Hari Kartini dan Tingginya Angka Kematian Ibu Melahirkan
Setiap tanggal 21 April bangsa Indonesia selalu memperingati hari lahir RA Kartini. Namun sudah tahukah kita bahwa pahlawan emansipasi wanita Indonesia ini meninggal akibat melahirkan anak pertamanya? RA Kartini meninggal pada tanggal 17 September 1904 setelah melahirkan anak pertamanya dari pernikahannya dengan Bupati Rembang pada masa itu, yaitu Raden Adipati Joyodiningrat. Oleh karena itu setiap memperingati hari Kartini, selain mengenang jasa beliau dalam memperjuangkan emansipasi wanita, sangat relevan pula bila momen ini dijadikan pengingat akan masih tingginya angka kematian ibu melahirkan di Indonesia.
Angka kematian ibu melahirkan yang diperoleh dari data Survey Demografi Kesehatan Indonesia pada tahun 2007 adalah sebesar 228 kematian setiap 100 ribu kelahiran hidup. Pada tahun 2012 ternyata angka kematian ibu melahirkan malah meningkat menjadi 359 kematian setiap 100 ribu kelahiran hidup. Angka ini seharusnya diturunkan menjadi 102 kematian setiap 100 ribu kelahiran hidup sesuai target MDGs (Millenium Development Goal).

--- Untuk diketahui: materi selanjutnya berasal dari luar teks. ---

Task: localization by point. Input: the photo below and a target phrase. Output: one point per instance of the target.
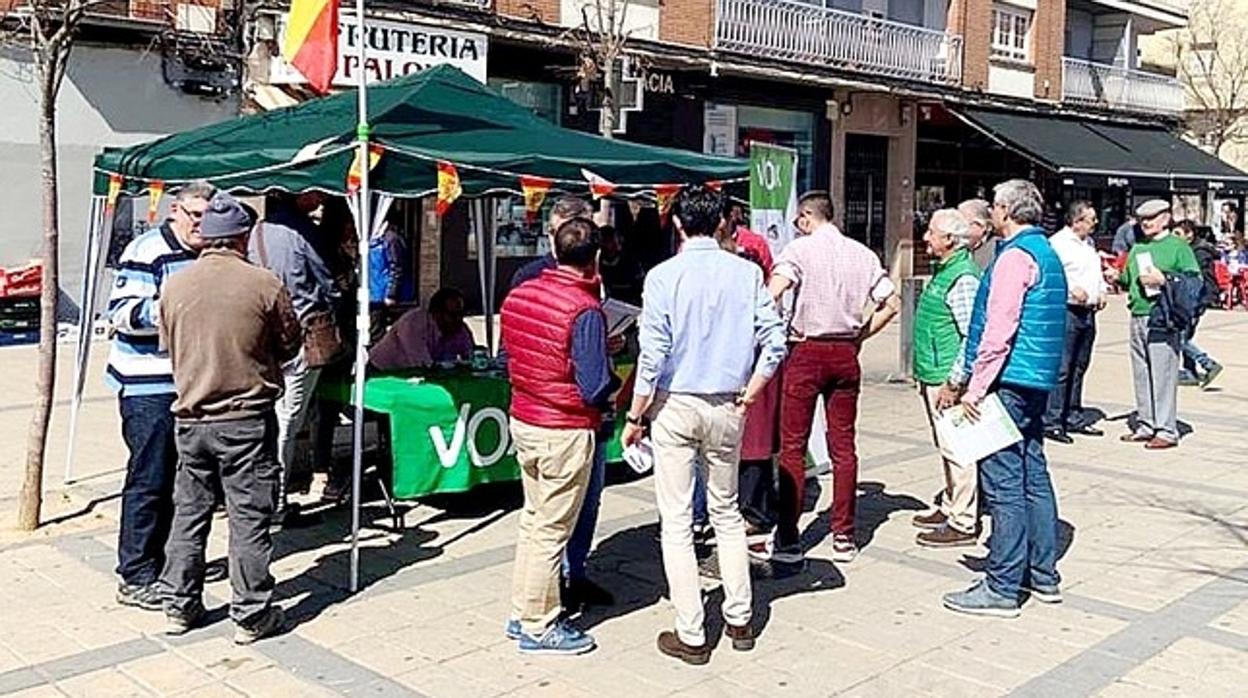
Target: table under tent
(437, 132)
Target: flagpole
(363, 229)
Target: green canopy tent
(417, 122)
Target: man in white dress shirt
(1086, 296)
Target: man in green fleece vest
(941, 324)
(1155, 353)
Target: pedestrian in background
(941, 325)
(1086, 291)
(710, 340)
(140, 373)
(1155, 352)
(229, 326)
(554, 334)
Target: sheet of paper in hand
(966, 442)
(619, 316)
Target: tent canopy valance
(437, 115)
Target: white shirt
(1081, 264)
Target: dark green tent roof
(439, 114)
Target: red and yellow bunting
(155, 191)
(114, 192)
(664, 196)
(448, 186)
(311, 44)
(375, 155)
(534, 191)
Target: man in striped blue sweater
(140, 373)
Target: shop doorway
(866, 189)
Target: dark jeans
(814, 368)
(147, 495)
(240, 455)
(1067, 396)
(1020, 498)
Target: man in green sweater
(1155, 353)
(941, 324)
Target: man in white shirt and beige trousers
(1086, 297)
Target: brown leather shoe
(931, 521)
(672, 646)
(741, 636)
(946, 537)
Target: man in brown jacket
(229, 327)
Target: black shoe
(216, 571)
(1058, 436)
(149, 597)
(180, 622)
(583, 592)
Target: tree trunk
(31, 497)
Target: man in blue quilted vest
(1015, 349)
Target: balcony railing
(799, 33)
(1120, 88)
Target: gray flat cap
(1152, 209)
(225, 217)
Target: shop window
(779, 126)
(1011, 33)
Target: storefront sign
(394, 49)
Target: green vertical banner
(773, 192)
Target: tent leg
(91, 269)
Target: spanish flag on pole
(311, 43)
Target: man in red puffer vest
(554, 335)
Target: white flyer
(966, 442)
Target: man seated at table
(554, 334)
(424, 337)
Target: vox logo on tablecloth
(467, 435)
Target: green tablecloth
(448, 431)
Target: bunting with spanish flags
(155, 190)
(534, 191)
(114, 192)
(448, 186)
(311, 43)
(375, 155)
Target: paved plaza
(1155, 567)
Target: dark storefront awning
(1097, 152)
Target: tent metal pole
(363, 230)
(91, 257)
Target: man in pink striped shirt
(843, 297)
(1015, 347)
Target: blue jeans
(147, 493)
(1020, 500)
(587, 521)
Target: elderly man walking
(1085, 299)
(838, 280)
(140, 373)
(941, 326)
(1155, 352)
(229, 327)
(710, 341)
(554, 335)
(1015, 347)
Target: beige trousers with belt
(700, 431)
(554, 472)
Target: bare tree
(603, 35)
(46, 30)
(1212, 59)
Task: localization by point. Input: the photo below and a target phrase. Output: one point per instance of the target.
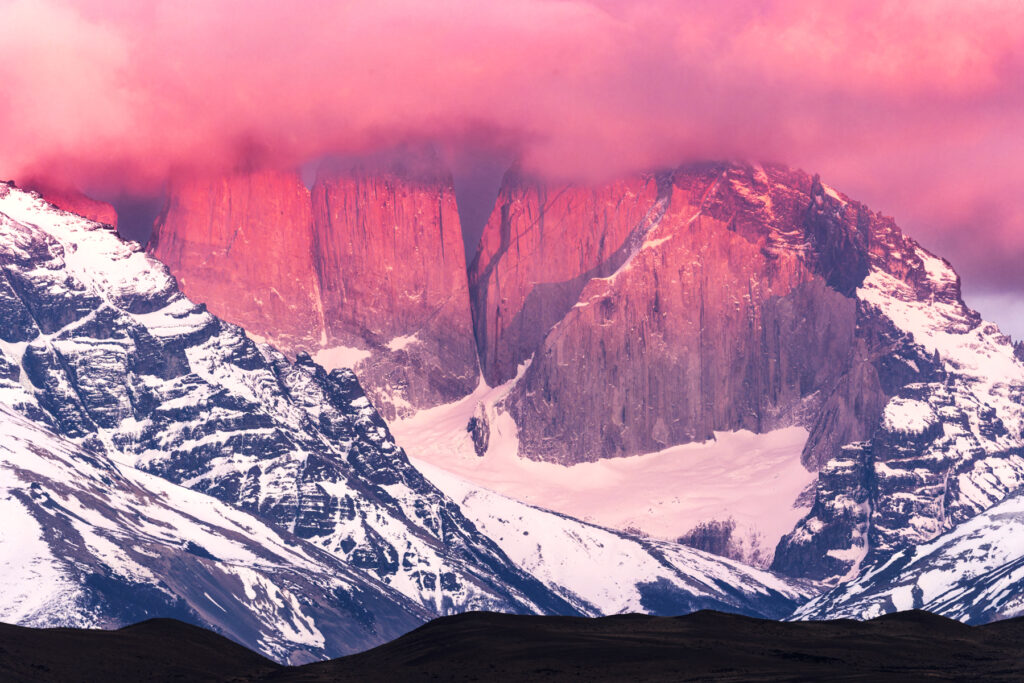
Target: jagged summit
(164, 437)
(367, 270)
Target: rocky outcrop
(706, 314)
(99, 346)
(755, 298)
(389, 255)
(367, 270)
(74, 201)
(540, 248)
(243, 245)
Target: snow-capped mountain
(161, 463)
(628, 319)
(974, 573)
(724, 297)
(99, 345)
(87, 543)
(603, 571)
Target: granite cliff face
(754, 298)
(98, 346)
(243, 246)
(366, 271)
(645, 313)
(539, 250)
(713, 311)
(391, 264)
(158, 462)
(73, 200)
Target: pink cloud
(915, 108)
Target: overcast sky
(915, 109)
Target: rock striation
(99, 346)
(243, 245)
(748, 297)
(72, 200)
(389, 255)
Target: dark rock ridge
(707, 646)
(366, 271)
(723, 297)
(89, 543)
(298, 526)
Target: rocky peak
(242, 244)
(367, 270)
(540, 248)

Penyebab tingginya angka kematian ibu melahirkan menurut Kementerian Kesehatan adalah hipertensi dalam kehamilan (32,4%) dan pendarahan post partum 20,3%. Eklamsia merupakan komplikasi dari preeklamsia. Preeklamsia ditandai dengan terjadinya hipertensi, udem atau pembengkakan tubuh, terdapatnya protein di urin, dan penambahan berat badan yang terjadi secara tiba-tiba. Preeklamsia dapat dicegah dengan cara monitoring tekanan darah dan uji kadar protein urin selama masa kehamilan. Bila tidak dimonitor, maka preeklamsia akan menjadi eklamsia yang ditandai dengan koma, kejang, dan gagal ginjal pada kehamilan atau saat melahirkan. Eklamsia dapat menyebabkan kematian ibu melahirkan.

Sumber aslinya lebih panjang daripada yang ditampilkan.